The fund, which was rebranded in 2024 from the UK Infrastructure Bank, has a core capital budget of almost £28 billion. Over the past five years it has invested just over £8 billion, around half of that into clean energy, and helped crowd in £17 billion of private finance.

Holbourn said the NWF now intends to deploy the remainder of its capital over the next five financial years, targeting a ratio of £3 of private investment for every £1 of taxpayer funding. Clean energy will remain “a really core part of our portfolio”, he said.

In total, the fund estimates its activities will create or support around 200,000 jobs and drive more than £100 billion into the UK economy. A spokesperson confirmed that this headline figure includes the “exceptional” loan facility of up to £36.6 billion being provided via the NWF to the Sizewell C nuclear project, alongside its core investment programme.

Beyond its ten priority sectors, the NWF will also consider opportunities across a further 15 areas, including artificial intelligence and critical minerals. Holbourn said strengthening “sovereign and strategic capabilities” was increasingly important, with potential future investments in UK deposits of tungsten, cobalt, manganese and nickel, building on existing backing for lithium and tin projects.

Based in Leeds, the National Wealth Fund is wholly owned by the HM Treasury but operates independently of ministers. Its mandate is to support the government’s growth and clean energy missions, deliver a return for taxpayers, and catalyse private sector investment. Holbourn said the fund would continue to take “significantly more risk than other commercial financial institutions” while aiming to achieve underlying profitability within its planning period.

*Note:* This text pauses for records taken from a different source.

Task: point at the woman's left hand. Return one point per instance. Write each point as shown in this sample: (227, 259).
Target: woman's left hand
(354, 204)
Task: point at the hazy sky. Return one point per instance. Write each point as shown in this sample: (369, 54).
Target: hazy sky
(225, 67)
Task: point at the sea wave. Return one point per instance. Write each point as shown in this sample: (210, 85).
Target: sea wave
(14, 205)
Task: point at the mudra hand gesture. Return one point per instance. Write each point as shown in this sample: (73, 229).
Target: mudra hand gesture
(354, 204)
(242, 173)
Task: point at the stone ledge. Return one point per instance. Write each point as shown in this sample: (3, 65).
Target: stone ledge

The fund’s minimum investment size is £25 million for equity or £50 million for debt, but Holbourn said average deal sizes would need to exceed £100 million to deploy capital at the required pace, given the organisation has capacity to complete around 40 investments a year.

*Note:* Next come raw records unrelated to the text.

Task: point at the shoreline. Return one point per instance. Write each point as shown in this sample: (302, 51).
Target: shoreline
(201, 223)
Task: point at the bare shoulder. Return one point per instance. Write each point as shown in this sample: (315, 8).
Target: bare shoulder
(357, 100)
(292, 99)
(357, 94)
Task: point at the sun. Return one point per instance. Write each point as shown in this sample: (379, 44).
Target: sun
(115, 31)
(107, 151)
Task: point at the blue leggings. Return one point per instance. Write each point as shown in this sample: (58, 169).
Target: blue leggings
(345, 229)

To date, the NWF has made around 70 investments. These include major backing for upgrades to the UK’s electricity transmission network, such as an £800 million financial guarantee to support SSE’s grid projects in the north of Scotland, and a £600 million commitment to Scottish Power to reinforce connections between Scotland and England.

It has also invested across the energy storage sector, including lithium-ion battery projects and long-duration storage technologies such as Highview Power’s plans for large-scale liquid air energy storage. Other investments include Cornish Lithium, which aims to produce battery-grade lithium in Cornwall, and Cornish Metals, which is reviving historic tin mining in the region.

Holbourn said the faster deployment strategy reflects both urgency and opportunity. “We want to move quickly, but in a way that is targeted and strategic, helping to build the clean energy systems, industrial capacity and regional growth the UK needs for the long term,” he said.